Kindly sponsored by
Peter Norris, enabling the use of The Rhododendron Handbook 1998
Article from Bean's Trees and Shrubs Hardy in the British Isles
Recommended citation
'Rhododendron thayerianum' from the website Trees and Shrubs Online (treesandshrubsonline.
Shrub, 3–4 m; bud scales persistent, at least on young shoots. Leaves stiff, 8–13 × 1.5–3 cm, narrowly oblanceolate, apex cuspidate, upper surface reticulate, lower surface with a dense one-layered fawn compacted indumentum composed of ramiform hairs. Flowers 10–15 in a truss, white tinged pink, lobes sometimes with a darker median line and purple flecks, funnel-shaped, nectar pouches lacking, 25–30 mm, ovary covered with rufous stalked glands, sometimes also with a rufous tomentum, style glandular to tip. Flowering June-July. Royal Horticultural Society (1997)
Distribution China W Sichuan
Habitat c.2,700 m
RHS Hardiness Rating H5
Awards AM 1990 (Crown Estate Commissioners, Windsor); trusses 14-16-flowered, corolla white, faintly tinged pink when fully open, colour stronger in bud stage.

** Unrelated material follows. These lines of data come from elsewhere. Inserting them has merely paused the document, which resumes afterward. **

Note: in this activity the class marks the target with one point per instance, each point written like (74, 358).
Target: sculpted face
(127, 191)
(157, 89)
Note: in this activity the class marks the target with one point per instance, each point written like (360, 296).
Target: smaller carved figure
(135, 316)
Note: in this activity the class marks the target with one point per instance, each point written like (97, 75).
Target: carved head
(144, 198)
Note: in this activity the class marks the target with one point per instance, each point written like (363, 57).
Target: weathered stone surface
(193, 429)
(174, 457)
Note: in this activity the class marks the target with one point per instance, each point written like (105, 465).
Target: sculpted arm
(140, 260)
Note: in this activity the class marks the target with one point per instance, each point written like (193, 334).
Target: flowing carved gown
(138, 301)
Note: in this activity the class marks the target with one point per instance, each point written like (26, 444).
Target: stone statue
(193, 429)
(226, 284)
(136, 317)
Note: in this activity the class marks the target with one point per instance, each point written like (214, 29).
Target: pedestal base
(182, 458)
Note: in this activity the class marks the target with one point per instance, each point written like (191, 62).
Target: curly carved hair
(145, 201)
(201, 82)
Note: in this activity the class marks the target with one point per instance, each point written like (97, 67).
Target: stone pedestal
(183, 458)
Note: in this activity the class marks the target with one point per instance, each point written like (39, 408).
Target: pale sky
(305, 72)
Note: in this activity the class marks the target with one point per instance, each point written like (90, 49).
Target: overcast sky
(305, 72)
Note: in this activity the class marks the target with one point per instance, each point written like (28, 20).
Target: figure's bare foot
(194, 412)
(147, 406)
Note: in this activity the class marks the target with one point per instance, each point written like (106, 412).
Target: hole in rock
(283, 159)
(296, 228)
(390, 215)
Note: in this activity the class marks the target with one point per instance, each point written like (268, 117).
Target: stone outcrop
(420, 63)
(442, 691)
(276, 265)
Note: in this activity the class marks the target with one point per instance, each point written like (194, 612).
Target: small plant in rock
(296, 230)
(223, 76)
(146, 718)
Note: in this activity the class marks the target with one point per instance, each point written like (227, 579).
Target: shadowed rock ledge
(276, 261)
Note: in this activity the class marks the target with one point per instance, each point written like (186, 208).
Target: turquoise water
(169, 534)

Conservation status Vulnerable (VU)
Taxonomic note The persistent bud scales and glandular style will distinguish this from the remaining species in the subsection. Royal Horticultural Society (1997)
An evergreen shrub up to 12 ft high in the wild; young shoots sticky and downy. Leaves crowded at the end of the shoot in a cluster of as many as twelve or more, leathery, oblanceolate, tapered abruptly to a finely pointed apex and gradually towards the stalk, which is 1⁄3 to 1⁄2 in. long; they are 21⁄2 to 8 in. long, 3⁄8 to 11⁄4 in. wide; bright green and ultimately glabrous above, covered beneath with a very close yellowish-brown felt. Flowers borne around midsummer, ten to sixteen in a terminal raceme the main-stalk of which is 1 to 11⁄2 in. long, glandular; the individual flower-stalks 11⁄2 to 2 in. long, slender, sticky with glands. Calyx cupped, with five glandular roundish lobes 1⁄6 in. long. Corolla five-lobed, funnel-shaped, about 11⁄4 in. long and a little more wide, opening pink, turning white, with bands of rosy red running lengthwise. Stamens normally ten, their white stalks downy on the lower half, about 1 in. long; anthers pale brown. Ovary and style very glandular. Bot. Mag., t. 8983. (s. Arboreum ss. Argyrophyllum)
This species was discovered by Wilson in the Mupin area of W. Szechwan during his second expedition for the Arnold Arboretum in 1910. He found it in fruit, and the corollas were known only from withered remains until a plant raised from his seeds flowered at Caerhays in 1922. The rather loose trusses of flowers, which open in June and July, are delicately tinted and very charming. This is a very well-marked species, especially in its long narrow leaves which persist on the branches for four or five years; in the long slender flower-stalks which give the truss its loose appearance and a diameter of 6 in.; and in the sticky, glandular character of the young parts. It grows wild in woodlands. The Thayer family after whom it is named is an old and well-known one whose ancestral home is at Lancaster in Massachusetts. They generously supported the earlier Chinese expeditions.